The methodology used in the study is applied discourse analysis from a feminist perspective. Applied discourse analysis is a qualitative methodology that examines text as the object of investigation. The text in this instance is derived from interviews with adolescent women. The choice of applied discourse analysis facilitates understanding of an individual’s experience and its connection to social and political dynamics.

The sample consists of seven young women between the ages of 14 and 20 with diverse demographics including income and ethnicity. The young women were recruited using a snowball technique and confined to individuals outside of the author’s social sphere. The interviews varied from one to four hours and took place in a variety of settings. A semi-structured interview schedule was used as well as some numerically scaled questions. Analysis took place through extensive reading and re-reading of the text from the interviews until particular themes or ‘discourses’ emerged from the data. Particular interest was paid to any signs of resistance to the social pressure to be thin.

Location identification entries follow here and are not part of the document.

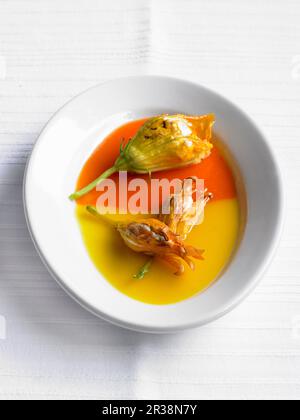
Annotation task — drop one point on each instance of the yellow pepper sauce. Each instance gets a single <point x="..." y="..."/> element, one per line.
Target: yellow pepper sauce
<point x="218" y="234"/>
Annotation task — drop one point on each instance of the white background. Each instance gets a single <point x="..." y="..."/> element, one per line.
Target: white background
<point x="51" y="50"/>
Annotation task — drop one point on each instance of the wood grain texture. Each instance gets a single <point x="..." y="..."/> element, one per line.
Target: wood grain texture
<point x="52" y="50"/>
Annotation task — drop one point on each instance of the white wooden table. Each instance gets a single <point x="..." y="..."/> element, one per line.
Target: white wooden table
<point x="51" y="50"/>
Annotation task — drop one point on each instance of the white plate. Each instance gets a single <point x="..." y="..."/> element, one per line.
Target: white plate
<point x="66" y="143"/>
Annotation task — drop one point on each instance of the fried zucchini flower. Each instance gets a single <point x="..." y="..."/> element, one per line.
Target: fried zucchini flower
<point x="154" y="238"/>
<point x="185" y="212"/>
<point x="163" y="142"/>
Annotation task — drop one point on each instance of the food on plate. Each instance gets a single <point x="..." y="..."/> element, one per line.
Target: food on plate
<point x="163" y="142"/>
<point x="162" y="257"/>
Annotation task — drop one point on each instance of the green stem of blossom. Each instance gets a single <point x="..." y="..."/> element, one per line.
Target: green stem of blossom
<point x="92" y="185"/>
<point x="144" y="270"/>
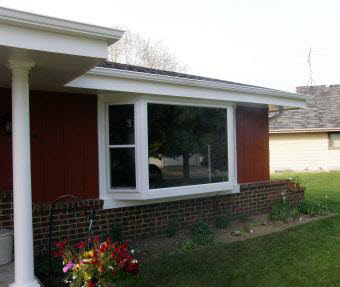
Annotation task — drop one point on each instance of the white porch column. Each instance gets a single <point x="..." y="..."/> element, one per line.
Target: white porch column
<point x="22" y="195"/>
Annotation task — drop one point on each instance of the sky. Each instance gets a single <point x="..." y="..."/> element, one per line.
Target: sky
<point x="259" y="42"/>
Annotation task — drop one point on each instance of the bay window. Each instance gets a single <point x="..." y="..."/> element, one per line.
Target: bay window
<point x="156" y="149"/>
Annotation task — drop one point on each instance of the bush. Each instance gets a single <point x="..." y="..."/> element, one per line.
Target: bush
<point x="295" y="213"/>
<point x="172" y="228"/>
<point x="313" y="208"/>
<point x="104" y="264"/>
<point x="187" y="245"/>
<point x="242" y="217"/>
<point x="222" y="221"/>
<point x="281" y="210"/>
<point x="201" y="232"/>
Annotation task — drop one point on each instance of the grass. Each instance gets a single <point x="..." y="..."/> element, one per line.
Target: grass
<point x="307" y="255"/>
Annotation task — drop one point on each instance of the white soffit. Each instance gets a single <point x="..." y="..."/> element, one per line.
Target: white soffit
<point x="106" y="80"/>
<point x="62" y="50"/>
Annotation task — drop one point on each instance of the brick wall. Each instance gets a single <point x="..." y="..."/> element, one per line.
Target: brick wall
<point x="145" y="220"/>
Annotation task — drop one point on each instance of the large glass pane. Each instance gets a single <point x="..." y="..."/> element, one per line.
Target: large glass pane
<point x="122" y="168"/>
<point x="187" y="145"/>
<point x="121" y="124"/>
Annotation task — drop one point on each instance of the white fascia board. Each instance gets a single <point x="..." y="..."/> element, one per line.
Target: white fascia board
<point x="56" y="25"/>
<point x="106" y="79"/>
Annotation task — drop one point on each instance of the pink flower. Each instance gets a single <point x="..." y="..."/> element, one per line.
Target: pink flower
<point x="68" y="266"/>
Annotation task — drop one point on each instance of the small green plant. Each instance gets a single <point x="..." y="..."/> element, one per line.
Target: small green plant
<point x="202" y="233"/>
<point x="313" y="208"/>
<point x="222" y="221"/>
<point x="242" y="217"/>
<point x="295" y="213"/>
<point x="172" y="228"/>
<point x="115" y="233"/>
<point x="187" y="245"/>
<point x="280" y="211"/>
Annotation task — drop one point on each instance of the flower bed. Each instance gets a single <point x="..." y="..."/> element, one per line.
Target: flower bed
<point x="96" y="263"/>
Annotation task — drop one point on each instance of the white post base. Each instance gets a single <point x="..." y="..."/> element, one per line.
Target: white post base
<point x="34" y="283"/>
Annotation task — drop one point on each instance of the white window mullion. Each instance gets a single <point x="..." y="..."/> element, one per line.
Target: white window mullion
<point x="141" y="131"/>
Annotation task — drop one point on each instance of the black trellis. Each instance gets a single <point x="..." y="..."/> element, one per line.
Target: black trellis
<point x="90" y="215"/>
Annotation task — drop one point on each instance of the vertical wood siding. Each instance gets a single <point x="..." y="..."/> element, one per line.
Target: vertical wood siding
<point x="64" y="151"/>
<point x="252" y="138"/>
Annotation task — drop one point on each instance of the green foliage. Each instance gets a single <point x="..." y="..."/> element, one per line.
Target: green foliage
<point x="313" y="208"/>
<point x="202" y="233"/>
<point x="242" y="217"/>
<point x="295" y="213"/>
<point x="281" y="210"/>
<point x="222" y="221"/>
<point x="116" y="233"/>
<point x="172" y="228"/>
<point x="187" y="245"/>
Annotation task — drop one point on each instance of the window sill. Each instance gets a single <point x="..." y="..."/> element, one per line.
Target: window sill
<point x="175" y="191"/>
<point x="117" y="200"/>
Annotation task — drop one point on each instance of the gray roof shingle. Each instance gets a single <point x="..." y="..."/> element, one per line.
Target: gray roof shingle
<point x="126" y="67"/>
<point x="322" y="111"/>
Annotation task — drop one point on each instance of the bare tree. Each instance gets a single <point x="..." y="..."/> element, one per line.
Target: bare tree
<point x="133" y="49"/>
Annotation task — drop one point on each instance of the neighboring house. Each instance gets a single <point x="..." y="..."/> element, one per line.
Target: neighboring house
<point x="76" y="124"/>
<point x="308" y="139"/>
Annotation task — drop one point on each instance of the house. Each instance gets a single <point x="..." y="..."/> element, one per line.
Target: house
<point x="308" y="139"/>
<point x="73" y="123"/>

Applied discourse analysis also gives us a tool to understand inconsistencies and contradictions in accounts of people’s experience. It theorizes that the self is dynamic and individuals present different selves in different contexts. In this study, text was initially organized into four major categories: psychological mastery, negotiating the body, negotiating gender roles and politics and ideology. Then the various accounts were distilled down to 20 pairs some of which are presented in the Findings section of this website. An example of a pair is when a young women states that she has no concerns with her eating habits, weight or shape but later in the interview will assert that her biggest issue is her looks—this pair would be “body satisfaction vs. body dissatisfaction.”